The star of the show: high heels at Christian Louboutin’s Exhibition at the Palais De La Porte Doree.Credit:Pascal Le Segretain
The shameless theatricality of the presentation is offset by the works of other artists, including pieces from Louboutin’s private collection and special commissions. As a collector, he seeks out items that connect with moments in his own life or figures who hold a lasting fascination. These range from a painting by Eyvind Earle (1916-2000), who designed the backdrops for the great Disney animations, to a picture by Camille Clovis Trouille (1889-1975), an artist known for his comic book style and fierce anti-clericalism. Louboutin is no less attached to Gilbert & George, having attended their first commercial show in Paris when he was 13 years old.
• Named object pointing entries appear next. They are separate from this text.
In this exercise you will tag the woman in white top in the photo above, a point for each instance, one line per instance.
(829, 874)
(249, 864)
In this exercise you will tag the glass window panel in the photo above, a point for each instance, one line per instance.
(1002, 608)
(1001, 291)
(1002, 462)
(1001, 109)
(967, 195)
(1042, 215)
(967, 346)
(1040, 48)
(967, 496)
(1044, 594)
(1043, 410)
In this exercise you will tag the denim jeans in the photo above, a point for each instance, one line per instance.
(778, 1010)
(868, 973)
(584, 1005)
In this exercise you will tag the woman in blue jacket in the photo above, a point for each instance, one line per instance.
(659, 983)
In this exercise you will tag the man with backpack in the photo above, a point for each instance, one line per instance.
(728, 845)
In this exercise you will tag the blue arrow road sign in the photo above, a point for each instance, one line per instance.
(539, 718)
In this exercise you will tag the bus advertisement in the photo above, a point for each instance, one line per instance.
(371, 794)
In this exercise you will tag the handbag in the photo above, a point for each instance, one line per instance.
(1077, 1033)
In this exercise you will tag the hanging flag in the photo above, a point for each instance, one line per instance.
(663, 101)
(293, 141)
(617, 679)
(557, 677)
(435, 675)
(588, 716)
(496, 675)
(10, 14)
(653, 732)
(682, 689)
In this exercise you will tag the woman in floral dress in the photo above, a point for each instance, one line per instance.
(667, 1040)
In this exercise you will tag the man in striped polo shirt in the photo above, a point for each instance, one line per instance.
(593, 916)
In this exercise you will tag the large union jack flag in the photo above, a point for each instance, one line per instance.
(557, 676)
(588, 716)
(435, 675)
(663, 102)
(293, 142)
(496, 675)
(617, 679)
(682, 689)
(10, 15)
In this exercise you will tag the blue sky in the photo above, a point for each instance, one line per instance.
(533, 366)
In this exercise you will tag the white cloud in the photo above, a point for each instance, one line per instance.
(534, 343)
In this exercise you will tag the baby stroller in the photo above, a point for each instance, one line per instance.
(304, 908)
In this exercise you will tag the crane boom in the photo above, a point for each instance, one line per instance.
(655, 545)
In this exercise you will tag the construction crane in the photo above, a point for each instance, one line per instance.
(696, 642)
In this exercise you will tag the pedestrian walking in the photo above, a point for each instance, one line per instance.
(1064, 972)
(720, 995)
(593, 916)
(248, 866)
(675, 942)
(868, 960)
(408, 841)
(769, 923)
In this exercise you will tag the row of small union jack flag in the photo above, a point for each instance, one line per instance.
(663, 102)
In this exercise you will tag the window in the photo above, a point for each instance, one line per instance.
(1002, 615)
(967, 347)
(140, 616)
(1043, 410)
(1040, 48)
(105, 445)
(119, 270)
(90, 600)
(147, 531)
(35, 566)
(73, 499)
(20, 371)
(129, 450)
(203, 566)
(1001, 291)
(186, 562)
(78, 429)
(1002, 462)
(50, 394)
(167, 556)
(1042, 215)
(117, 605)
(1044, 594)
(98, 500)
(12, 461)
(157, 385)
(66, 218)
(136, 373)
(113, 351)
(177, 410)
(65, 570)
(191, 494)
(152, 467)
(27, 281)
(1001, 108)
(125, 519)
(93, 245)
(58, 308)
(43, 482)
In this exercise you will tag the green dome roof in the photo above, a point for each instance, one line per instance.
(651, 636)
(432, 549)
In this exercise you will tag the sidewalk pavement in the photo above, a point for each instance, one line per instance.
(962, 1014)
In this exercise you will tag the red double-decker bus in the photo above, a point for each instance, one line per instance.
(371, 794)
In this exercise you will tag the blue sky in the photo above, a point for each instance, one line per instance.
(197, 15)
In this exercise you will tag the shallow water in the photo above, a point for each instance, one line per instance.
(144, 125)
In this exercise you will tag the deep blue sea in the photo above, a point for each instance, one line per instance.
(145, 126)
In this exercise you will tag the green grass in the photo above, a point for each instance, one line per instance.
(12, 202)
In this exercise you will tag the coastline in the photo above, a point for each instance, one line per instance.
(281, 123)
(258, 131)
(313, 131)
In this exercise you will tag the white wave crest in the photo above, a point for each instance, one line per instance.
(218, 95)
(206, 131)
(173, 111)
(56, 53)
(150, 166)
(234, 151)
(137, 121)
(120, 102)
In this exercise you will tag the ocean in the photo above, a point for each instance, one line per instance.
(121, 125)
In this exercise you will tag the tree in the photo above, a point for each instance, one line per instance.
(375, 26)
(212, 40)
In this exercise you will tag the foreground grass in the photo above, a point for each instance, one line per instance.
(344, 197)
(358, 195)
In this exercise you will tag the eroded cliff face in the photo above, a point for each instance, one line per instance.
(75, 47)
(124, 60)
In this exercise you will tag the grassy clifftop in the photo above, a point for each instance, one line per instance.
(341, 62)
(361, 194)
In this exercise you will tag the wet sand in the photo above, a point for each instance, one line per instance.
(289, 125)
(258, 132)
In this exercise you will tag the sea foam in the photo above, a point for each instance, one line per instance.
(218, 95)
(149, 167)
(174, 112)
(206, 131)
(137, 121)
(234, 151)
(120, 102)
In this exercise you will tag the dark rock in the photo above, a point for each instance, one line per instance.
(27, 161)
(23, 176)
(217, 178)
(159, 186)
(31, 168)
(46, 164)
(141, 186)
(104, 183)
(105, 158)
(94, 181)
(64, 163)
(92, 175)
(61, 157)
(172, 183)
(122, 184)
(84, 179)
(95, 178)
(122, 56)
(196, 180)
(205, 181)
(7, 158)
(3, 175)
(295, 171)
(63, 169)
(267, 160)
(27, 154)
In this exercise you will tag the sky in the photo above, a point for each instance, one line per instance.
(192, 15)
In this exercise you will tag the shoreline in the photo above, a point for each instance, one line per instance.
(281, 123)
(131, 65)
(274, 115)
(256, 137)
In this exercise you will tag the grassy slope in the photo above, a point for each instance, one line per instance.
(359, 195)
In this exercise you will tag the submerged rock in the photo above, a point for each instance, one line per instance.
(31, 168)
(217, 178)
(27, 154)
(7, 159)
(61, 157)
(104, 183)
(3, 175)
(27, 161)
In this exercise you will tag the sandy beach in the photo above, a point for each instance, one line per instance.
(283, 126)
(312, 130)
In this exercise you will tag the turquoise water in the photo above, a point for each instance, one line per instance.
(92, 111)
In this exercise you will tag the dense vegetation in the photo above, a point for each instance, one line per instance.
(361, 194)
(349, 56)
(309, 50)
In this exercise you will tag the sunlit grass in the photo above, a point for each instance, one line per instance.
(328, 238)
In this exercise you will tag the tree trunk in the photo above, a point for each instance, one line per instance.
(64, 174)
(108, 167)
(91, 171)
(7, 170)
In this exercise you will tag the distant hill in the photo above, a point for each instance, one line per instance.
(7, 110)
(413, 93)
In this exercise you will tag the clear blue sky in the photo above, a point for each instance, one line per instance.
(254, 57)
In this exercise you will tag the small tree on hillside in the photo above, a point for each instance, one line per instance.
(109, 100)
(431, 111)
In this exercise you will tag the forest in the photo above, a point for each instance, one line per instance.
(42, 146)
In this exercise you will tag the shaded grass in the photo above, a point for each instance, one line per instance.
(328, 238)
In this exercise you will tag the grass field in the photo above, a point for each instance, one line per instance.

He loves rocks, shells, crowns and crosses. He admires contemporary African art, architect Oscar Niemeyer, renowned window dresser Janine Janet and a long line of actresses and pop stars – from Mae West (whom he describes as “the ultimate pop grandmother”) to Cher and Tina Turner. This may be in line with the gay sub-cultural adoration of strong, iconic female celebrities, but Louboutin is no mere fan. He has reasons for everything.
“He loves rocks, shells, crowns and crosses”: at item from Christian Louboutin’s “The Exhibitionist”.Credit:Pascal Le Segretain
Among artists he has commissioned to make new work, there’s Imran Qureshi, the rising star of Pakistani contemporary art, and New Zealander Lisa Reihana. Like the rest of the world, Louboutin was smitten by Reihana’s panoramic video In Pursuit of Venus [infected] at the 2017 Venice Biennale. For this exhibition, she has produced a room-sized projection called A reverie, which blends indoor and outdoor scenes with the occasional designer shoe, in a mesmeric, psychedelic procession.
At this point, we may leave Louboutin’s fantasy world and return to Sydney, where Reihana will be showing a work called Nomads of the Sea at Cockatoo Island, as part of the Biennale; and stills from the film with Gallery Sally Dan-Cuthbert (until April 12). One suspects there’ll be no Parisian designers flying in for the show this time, but that’s OK. Reihana’s reputation has already escaped the Antipodean quarantine.
Christian Louboutin: The Exhibitionist, at the Palais de la Porte Dorée, Paris, until July 26.